Cantor Sharon Brown-Levy at Temple Emanu-El of West Essex in Livingston developed the system and is about to take it public.
Trope Aerobics teaches the musical notation for Torah chanting, known as trope, by getting kids up on their feet and using movement to reinforce the lessons.
It sounds very 21st century, but it has roots in the earliest traditions of public Torah reading. When the system of cantillation for chanting the Torah was developed after the destruction of the Temple in Jerusalem in 70 CE, chironomy — a system of hand prompts — served as the precursor to the diacritical marks that tell a modern reader how to sing a line of Torah.
When Brown-Levy learned about chironomy after she developed her system, she was thrilled to find movement so deeply rooted in Jewish tradition and practice. But she takes those hand signals to a whole new level.
In her lessons, Brown-Levy’s entire body becomes a letter of Torah. If the trope symbol sits above the letter, she reaches up and creates the form of the symbol with sweeping arm movements. Does the sound zig-zag? So will her body. If the trope symbol sits underneath the letter, her arms sweep low. And if the sound drops, so do her knees.
Before developing the system, Brown-Levy taught at a synagogue in Florida.
There, she said, “the kids were totally turned off. Seventh-graders — you’re lucky to get them in a classroom much less focused and paying attention.”
After she introduced them to her system, she said, the same students “went nuts. It makes trope accessible, fun, wild, crazy, and theatrical. It eliminates the intimidation factor.”
It doesn’t hurt that the cantor herself has plenty of charisma, as well as dance and theater training, and is willing to get creative and a little goofy if necessary. (Before entering the cantorate, she trained as an opera singer and performed both in opera and in musical theater.) But, she insisted, her system can be used by anyone.
Brown-Levy offers a quick demonstration of her system for teaching trope for a visitor at Temple Emanu-El of West Essex in Livingston.
Trope Aerobics also bridges the gap between English and Hebrew. After students are taught a musical pattern using the Hebrew trope names, they get to insert silly English phrases like “I love my dog; his name is Spike,” or “I think this class is really dumb.” (For trope enthusiasts, try those phrases to the tune of “Merha tip’ha munah et’nahta.”) She invites kids to make up their own nonsense phrases; eventually, they move on to Torah verses.

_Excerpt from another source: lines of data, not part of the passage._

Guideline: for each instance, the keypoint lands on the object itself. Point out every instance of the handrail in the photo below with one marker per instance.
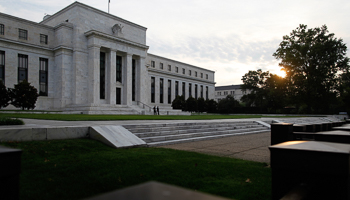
(139, 102)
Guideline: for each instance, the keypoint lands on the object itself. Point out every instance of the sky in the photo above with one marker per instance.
(229, 37)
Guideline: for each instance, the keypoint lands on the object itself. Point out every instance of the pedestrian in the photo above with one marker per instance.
(154, 110)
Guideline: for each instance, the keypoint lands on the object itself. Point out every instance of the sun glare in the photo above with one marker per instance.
(281, 73)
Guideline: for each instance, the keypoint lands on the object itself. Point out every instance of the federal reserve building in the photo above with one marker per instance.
(85, 60)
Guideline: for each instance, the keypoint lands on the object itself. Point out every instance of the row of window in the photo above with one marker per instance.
(23, 71)
(226, 93)
(161, 90)
(153, 63)
(23, 34)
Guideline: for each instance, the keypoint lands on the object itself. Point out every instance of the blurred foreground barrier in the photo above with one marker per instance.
(321, 168)
(155, 191)
(10, 167)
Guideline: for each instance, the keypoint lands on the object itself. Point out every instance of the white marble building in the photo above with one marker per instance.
(86, 60)
(222, 92)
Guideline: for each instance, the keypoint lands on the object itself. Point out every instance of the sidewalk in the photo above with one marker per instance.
(253, 147)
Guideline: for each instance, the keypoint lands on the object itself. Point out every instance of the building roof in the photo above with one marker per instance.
(228, 87)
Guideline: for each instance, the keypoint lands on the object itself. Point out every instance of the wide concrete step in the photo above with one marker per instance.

Brown-Levy copyrighted the system earlier this year and is in the midst of getting it patented. She and her husband, Eytan Levy, have created a small business to sell the system, including a DVD and a packet of materials, and they expect to have a website up and running this fall (www.tropeaerobics.com).
So far, 11 cantors have expressed interest, but she is still waiting for her first signed contract.
Emanu-El is launching the Trope Aerobics curriculum throughout its religious school, beginning with third-graders. Brown-Levy believes trope ought to be taught “right along with the alef-bet.”
With such an early introduction to learning trope, she said, “by the time their b’nei mitzva roll around, it’s not so difficult for the kids to insert the words. After all, they’ve been singing about their dogs, and slowly adding Hebrew words for years.”